FIG. 2 depicts a schematic cross-sectional view of the detector 100, taken along line 2-2 in FIG. 1. Arrow F depicts a flow of analyte from the subject's skin 124 to the detecting component 113.

In some cases, the bottom surface 120 of the detector 100 may be configured to contact and/or engage a surface at or adjacent to a target location, such as a subject's skin or wound or other suitable target location. In some cases, the bottom surface 120 and/or the target facing component 111 may be flexible or pliable to facilitate conforming to a shape of a surface of a subject's anatomy, but other configurations are contemplated including, but not limited to, target facing components 111 that are rigid and/or detectors 100 having an additional target contacting surface for conforming to a shape of the surface of the subject's anatomy.

Although not required, the bottom surface 120 may be configured to adhere to the subject's skin 124 or other surface at or adjacent to a target location such that the detector 100 may remain at a desired location after being initially placed. The bottom surface 120 may have any suitable configuration for adhering to a surface at or adjacent a target location (e.g., the surface 126 of the skin 124, the surface of or adjacent to a wound, etc.) including, but not limited to, a configuration that facilitates a suction connection, an adhesive (e.g., a biocompatible adhesive attached to, impregnated in, or deposited on the bottom surface 120 and/or other suitable adhesive applied in one or more additional or alternative manners)), and/or other suitable configuration. In one example, the target facing component 111 may be or may include an adhesive layer (e.g., an adhesive-backed ring and/or other suitable adhesive layer) to adhere to the surface 126 of the subject's skin 124 in order to create a seal and to hold the detector 100 in place during collection of VOCs and/or other chemical substances.

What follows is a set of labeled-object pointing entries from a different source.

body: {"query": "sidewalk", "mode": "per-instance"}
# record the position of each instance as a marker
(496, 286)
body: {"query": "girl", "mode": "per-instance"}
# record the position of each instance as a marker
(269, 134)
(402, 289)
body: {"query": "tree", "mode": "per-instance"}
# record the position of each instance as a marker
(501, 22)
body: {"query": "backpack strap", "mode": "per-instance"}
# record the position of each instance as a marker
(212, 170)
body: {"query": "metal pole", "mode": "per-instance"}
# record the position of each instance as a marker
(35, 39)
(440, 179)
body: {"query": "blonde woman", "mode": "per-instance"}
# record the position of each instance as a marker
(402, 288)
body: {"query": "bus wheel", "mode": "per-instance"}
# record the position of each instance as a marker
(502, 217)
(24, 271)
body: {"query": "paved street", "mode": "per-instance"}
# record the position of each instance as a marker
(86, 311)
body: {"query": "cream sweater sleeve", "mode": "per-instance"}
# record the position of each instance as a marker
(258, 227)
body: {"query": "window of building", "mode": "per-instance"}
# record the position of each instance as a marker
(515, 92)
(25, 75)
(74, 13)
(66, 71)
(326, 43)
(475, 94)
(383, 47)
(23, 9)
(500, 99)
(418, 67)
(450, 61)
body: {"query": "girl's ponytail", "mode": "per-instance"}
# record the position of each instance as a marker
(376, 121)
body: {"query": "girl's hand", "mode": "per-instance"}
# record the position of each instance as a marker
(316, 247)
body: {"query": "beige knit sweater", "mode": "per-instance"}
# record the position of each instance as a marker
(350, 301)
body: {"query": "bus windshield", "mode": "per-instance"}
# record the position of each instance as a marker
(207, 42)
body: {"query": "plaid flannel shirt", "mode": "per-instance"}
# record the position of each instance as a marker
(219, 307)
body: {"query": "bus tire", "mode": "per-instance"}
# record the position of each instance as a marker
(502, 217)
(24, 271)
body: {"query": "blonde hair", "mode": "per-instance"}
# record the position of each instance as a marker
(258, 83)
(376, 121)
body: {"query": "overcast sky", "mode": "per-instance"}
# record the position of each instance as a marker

When creating the seal, the adhesive layer may be configured to create an airtight seal (e.g., a hermetic seal) or approximately airtight seal that prevents ambient air from leaking past the seal into the detector 100 once a vacuum (e.g., negative pressure) is applied thereto or otherwise. In other configurations, non-hermetic seals and/or couplings may be utilized.

The detector 100 may be configured to adhere to a surface at or adjacent the target location (e.g., skin 124 of the subject or other surface) for any suitable length of time. In one example, the bottom surface 120 and/or other portions of the detector 100 may be configured to adhere to a subject's skin 124 or other suitable surface for at least a duration sufficient to allow analyte sensitive material to react to otherwise detect analytes from the subject. In some cases, a material adhering the detector 100 to the subject's skin 124 or other suitable surface may be configured to release or separate from the subject's skin 124 or other suitable surface after a predetermined time, but this is not required.

As depicted in FIG. 2, the bottom surface 120 may define a space or an opening 122 through a thickness of the target facing component 111 (e.g., first layer 112) to the detecting component 113 (e.g., the second layer 114) and/or the cover component 115. In some cases, the detecting component 113 may be gas permeable or otherwise include one or more openings such that a flow of analyte through the opening 122 in the target facing component 111 may reach analyte sensitive material of the detecting component 113, but this is not required.

In some cases, the opening 122 may define a sample area. When the detector 100 is applied to a subject's anatomy, the opening 122 and the sample area may be positioned around a target location of a subject's anatomy from which analytes are to be detected.

The opening 122 may be configured such that an inner profile or circumference of the target facing component 111 may take on a shape that complements (e.g., in the depicted example is concentric to) a shape of the outer profile or circumference of the target facing component 111 and/or the detector 100. Although FIGS. 3 and 4 (discussed below) depict the opening 122 as having a circular profile, other profiles or shapes for the opening 122 may be used and such profiles or shapes may or may not render or complement a similar outer profile of one or more of the target facing component 111, the detecting component 113, the cover component 115, and/or the detector 100.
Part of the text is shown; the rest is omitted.